Then sometimes the tops of the turrets aren't plum to the crosshairs because the reticle isn't plum to the turrets.
When I do level the horizontal crosshair it appears canted down on the left side which visually I hate. It's an optical allusion but it bothers me nevertheless.

Years ago I started putting the reticle oriented by how it looks correct for me when it appears plum and level.
I've won plenty of rifle matches with the scope set up how I like it on all kinds of rifles. That's both holding over and dialing.
I won a ELR match and hit the 2356 yard plate on the first try but missed the other two shots. The vertical capability of my reloads, that my dope was slightly off, and the many wind zones on out to the targets blowing my bullets, were the major problems. No I didn't use a level.
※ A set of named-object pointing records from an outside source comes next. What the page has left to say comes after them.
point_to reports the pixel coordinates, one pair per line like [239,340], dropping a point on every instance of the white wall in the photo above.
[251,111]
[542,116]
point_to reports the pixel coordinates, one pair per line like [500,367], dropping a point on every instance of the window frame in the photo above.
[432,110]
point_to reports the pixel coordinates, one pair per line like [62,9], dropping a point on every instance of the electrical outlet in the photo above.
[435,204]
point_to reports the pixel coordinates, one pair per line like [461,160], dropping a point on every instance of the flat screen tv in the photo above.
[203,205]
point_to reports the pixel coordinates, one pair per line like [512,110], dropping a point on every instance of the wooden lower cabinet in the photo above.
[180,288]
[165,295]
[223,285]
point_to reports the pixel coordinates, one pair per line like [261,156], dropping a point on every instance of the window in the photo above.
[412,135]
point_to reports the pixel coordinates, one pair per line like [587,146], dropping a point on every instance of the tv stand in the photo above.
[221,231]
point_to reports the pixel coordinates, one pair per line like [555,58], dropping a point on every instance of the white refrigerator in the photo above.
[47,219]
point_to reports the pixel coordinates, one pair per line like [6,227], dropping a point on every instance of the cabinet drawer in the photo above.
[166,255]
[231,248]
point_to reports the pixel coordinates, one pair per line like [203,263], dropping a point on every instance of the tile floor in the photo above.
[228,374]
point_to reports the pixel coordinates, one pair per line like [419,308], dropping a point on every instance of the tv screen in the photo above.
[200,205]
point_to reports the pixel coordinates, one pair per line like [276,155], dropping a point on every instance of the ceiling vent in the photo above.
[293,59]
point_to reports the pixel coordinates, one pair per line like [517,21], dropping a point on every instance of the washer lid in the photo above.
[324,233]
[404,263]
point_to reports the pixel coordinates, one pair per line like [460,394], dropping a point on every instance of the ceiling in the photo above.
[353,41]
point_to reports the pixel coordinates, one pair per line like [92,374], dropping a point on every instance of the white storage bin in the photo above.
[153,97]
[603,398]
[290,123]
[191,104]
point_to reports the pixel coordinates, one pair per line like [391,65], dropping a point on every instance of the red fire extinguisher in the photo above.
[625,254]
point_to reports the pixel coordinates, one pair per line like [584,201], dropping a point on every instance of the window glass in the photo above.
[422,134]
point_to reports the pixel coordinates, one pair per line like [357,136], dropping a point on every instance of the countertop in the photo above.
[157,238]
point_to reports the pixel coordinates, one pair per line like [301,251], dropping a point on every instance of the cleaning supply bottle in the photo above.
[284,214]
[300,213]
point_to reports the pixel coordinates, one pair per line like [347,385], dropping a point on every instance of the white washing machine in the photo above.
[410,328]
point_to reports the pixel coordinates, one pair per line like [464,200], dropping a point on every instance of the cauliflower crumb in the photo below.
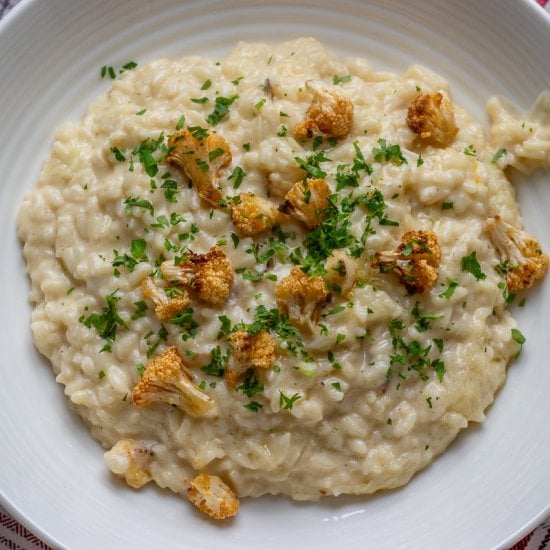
[213,497]
[431,116]
[201,161]
[256,351]
[131,460]
[166,379]
[165,308]
[252,214]
[307,200]
[415,261]
[523,261]
[300,297]
[210,275]
[330,114]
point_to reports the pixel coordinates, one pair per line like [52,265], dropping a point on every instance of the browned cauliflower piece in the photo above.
[307,200]
[252,214]
[165,308]
[431,116]
[330,114]
[212,496]
[250,351]
[341,272]
[167,380]
[523,261]
[201,161]
[131,460]
[210,275]
[300,298]
[415,261]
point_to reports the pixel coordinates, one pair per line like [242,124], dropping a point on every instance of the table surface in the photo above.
[15,536]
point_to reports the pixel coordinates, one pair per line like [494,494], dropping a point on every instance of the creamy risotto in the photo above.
[279,272]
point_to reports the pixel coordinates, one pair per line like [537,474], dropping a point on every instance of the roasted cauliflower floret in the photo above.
[415,261]
[250,351]
[431,116]
[330,114]
[167,380]
[165,307]
[252,214]
[523,261]
[131,460]
[212,496]
[300,298]
[307,200]
[210,275]
[201,161]
[341,272]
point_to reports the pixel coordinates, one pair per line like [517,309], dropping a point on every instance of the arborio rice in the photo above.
[279,272]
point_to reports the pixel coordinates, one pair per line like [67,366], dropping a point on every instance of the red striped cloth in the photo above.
[15,536]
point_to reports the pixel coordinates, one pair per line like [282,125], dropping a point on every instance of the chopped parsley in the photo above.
[412,356]
[137,202]
[251,385]
[107,321]
[286,402]
[452,284]
[498,155]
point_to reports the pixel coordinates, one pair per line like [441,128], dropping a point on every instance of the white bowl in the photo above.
[491,486]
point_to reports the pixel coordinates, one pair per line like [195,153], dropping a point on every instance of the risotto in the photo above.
[279,272]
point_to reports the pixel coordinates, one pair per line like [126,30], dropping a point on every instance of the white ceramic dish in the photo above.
[491,486]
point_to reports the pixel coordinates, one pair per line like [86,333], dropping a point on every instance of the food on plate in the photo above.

I'm not saying that my way is the right way because I'm quite sure my scopes aren't set up perfectly level and plum. I'm just saying that 99% of my misses are not related to how level the scope is, or isn't, "within reason" of course.
When shooting paper you'll usually have sighters bulls to practice on so how level the scope is(within reason) almost becomes irrelevant.
When shooting steel, like in PRS or NRL, you won't be steady enough when shooting off of obstacles to see a difference and most people don't have the time to make sure each shot is leveled.
Heck it's usually the wind that is the main problem that gets all of us.
And gun or gear problems, mainly POI shifts when it comes to airguns.

When I look through a scope I'm automatically pluming the reticle because I hate it when it looks canted. Yes I might be off a bit and I know the math doesn't add up on paper but when I'm shooting well I make the projectiles go where they should according to my abilities as well as within the realities of the imperfection I deal with.

Don't sweat it too much is what I'm getting at.